Hockey Les Belges ont battu en deux jours les champions olympiques et l’Espagne.

Les Red Lions ont parfaitement géré leur premier week-end de la phase finale de World League à Bhubaneswar. En 48 heures, ils ont battu les champions olympiques argentins (3-2) et l’Espagne, 9e nation mondiale (5-0).

Lors des deux matches, les Belges, qui ont imposé leur jeu, étaient les maîtres du Kalinga Stadium. La différence des scores trouve son origine dans l’efficacité de la ligne offensive. Avec 21 pénétrations dans le cercle (contre 5 pour les Argentins), les Lions avaient galvaudé beaucoup d’occasions. Dimanche, ils ont rectifié le tir face à l’Espagne en plantant 5 buts avec 22 pénétrations contre… 16. Florent van Aubel avait déjà ouvert la voie après 3 minutes. Sur une percée du capitaine Thomas Briels, Flo interceptait la balle devant le gardien Cortes et la poussait dans un trou de souris.

"Face à l’Espagne, nous avons proposé un meilleur jeu que celui de samedi", soulignait l’attaquant. Il ne criait pas victoire pour autant. Ces Red Lions ne se reposent jamais sur… leurs médailles.

"Nous avons grandi, mais il reste du boulot. On adore avoir la possession de balle et diriger le jeu. Par moments, on a trop laissé la balle à l’Espagne." Le moment en question, c’est le 3e quart durant lequel le rythme du match a baissé alors que le score affichait 1-0. Sans que l’Espagne ne soit dangereuse, les Belges ont baissé de niveau, mais ils ont quand même marqué leur deuxième but. Le sleep de Luypaert était placé à ras du poteau côté stick.
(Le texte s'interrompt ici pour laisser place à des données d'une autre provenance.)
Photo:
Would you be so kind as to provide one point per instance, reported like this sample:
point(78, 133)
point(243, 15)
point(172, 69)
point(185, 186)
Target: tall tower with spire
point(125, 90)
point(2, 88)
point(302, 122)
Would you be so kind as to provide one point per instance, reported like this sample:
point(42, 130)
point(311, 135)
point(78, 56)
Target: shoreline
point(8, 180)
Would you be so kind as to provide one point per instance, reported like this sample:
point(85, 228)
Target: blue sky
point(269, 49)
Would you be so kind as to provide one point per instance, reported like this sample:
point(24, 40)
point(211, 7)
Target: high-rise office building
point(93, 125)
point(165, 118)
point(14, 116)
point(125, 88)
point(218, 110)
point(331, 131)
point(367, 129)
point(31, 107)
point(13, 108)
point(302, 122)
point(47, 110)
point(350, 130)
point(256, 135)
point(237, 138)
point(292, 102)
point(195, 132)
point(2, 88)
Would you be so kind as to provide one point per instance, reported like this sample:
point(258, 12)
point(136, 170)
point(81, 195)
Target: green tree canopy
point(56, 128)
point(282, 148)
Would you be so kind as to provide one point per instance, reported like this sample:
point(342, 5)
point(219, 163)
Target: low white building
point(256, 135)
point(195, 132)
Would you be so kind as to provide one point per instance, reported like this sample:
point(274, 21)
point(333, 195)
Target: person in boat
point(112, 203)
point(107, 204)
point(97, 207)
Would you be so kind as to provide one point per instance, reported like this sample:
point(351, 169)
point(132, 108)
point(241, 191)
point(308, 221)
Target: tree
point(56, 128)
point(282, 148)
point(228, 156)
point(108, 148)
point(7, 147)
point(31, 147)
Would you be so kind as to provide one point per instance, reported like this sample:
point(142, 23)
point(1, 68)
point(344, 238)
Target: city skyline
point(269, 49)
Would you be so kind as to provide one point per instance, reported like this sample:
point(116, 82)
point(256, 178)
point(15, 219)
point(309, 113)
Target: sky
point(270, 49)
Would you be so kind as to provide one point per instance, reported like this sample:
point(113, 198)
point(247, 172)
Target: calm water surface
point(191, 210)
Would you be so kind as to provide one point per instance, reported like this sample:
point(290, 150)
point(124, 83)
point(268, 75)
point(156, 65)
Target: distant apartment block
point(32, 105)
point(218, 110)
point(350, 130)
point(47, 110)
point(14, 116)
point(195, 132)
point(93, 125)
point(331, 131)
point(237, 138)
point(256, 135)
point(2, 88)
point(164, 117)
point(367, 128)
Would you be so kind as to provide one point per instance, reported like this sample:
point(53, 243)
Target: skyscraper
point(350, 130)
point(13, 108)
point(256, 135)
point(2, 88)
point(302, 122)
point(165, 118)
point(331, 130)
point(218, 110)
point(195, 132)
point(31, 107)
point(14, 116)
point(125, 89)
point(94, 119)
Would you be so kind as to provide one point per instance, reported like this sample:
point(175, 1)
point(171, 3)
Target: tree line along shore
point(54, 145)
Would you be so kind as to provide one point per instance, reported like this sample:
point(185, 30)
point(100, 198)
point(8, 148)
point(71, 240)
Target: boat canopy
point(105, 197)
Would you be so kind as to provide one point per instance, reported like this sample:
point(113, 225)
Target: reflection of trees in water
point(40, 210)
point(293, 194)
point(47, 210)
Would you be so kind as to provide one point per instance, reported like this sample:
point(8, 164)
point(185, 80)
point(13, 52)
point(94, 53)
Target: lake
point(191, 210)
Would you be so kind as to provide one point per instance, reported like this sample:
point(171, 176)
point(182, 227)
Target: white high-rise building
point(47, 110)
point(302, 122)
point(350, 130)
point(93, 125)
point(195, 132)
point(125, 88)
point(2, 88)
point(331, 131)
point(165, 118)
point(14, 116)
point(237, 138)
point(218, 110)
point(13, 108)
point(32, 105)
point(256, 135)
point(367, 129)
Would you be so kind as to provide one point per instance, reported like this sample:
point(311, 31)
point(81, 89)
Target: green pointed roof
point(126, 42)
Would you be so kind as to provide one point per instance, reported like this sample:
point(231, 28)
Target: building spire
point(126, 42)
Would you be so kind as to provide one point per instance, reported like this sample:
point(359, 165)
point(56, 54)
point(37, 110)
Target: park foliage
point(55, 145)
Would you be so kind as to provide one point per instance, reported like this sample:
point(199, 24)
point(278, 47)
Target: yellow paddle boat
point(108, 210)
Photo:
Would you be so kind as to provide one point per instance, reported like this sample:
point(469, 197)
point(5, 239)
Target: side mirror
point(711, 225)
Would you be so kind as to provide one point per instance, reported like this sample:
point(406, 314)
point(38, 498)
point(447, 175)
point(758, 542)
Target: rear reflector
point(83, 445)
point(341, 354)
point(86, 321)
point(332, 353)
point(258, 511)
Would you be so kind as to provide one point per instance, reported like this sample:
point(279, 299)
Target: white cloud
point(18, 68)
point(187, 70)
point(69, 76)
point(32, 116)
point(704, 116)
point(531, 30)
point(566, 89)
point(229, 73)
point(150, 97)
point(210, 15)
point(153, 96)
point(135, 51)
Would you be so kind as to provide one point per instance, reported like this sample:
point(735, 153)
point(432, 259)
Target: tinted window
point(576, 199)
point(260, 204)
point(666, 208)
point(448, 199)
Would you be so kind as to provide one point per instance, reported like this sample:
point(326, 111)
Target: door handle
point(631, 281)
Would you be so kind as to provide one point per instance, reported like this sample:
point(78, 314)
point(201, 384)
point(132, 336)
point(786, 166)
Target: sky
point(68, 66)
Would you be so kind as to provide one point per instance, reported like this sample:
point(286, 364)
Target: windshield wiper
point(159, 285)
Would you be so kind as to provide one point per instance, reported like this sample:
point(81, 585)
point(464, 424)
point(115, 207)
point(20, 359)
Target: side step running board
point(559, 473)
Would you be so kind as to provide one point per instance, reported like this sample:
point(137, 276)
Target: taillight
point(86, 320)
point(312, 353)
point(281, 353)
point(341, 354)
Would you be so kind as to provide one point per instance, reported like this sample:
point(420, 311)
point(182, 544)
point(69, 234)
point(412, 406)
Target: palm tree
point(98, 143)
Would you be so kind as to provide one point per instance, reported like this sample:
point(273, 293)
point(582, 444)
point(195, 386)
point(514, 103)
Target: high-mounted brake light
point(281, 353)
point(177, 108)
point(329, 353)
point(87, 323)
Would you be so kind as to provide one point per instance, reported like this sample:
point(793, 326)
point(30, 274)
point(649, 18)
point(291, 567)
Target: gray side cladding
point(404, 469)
Le sleeper du Brax l’ignorait encore, mais il allait marquer trois buts en 20 minutes : deux pc assez semblables et un stroke au même endroit. Comme van Aubel, Luypaert ne s’enflammait pas. "On peut encore faire mieux à la balle. Nos choix n’étaient pas nets. On soignera cet aspect. En dehors de cet aspect, nous sortons un bon match. La défense fait le job. L’attaque marque des goals de champ et sur pc. Tout va bien. Ne soyons pas négatifs."

Boon et Luypaert portent la responsabilité sur les pc offensifs. Après deux matches, ils tournent à une moyenne de 4 buts sur 7 pc, soit 60 % tout en sachant que Van Doren a dû en tirer un qui était mal donné et qu’un autre sleep avait amené un pc victorieux. En d’autres mots, seul le sleep non cadré de Boon contre l’Espagne n’a rien donné.

"On connaît l’importance des pc", poursuit le défenseur du Brax. "Nous avons mis un gros focus pour ne pas en concéder trop car chaque grande nation possède un grand sleeper. Nos adversaires savent qu’un pc contre nous se mérite. En deux matches, nous n’en avons concédé que deux. En revanche, nous en avons provoqué plus."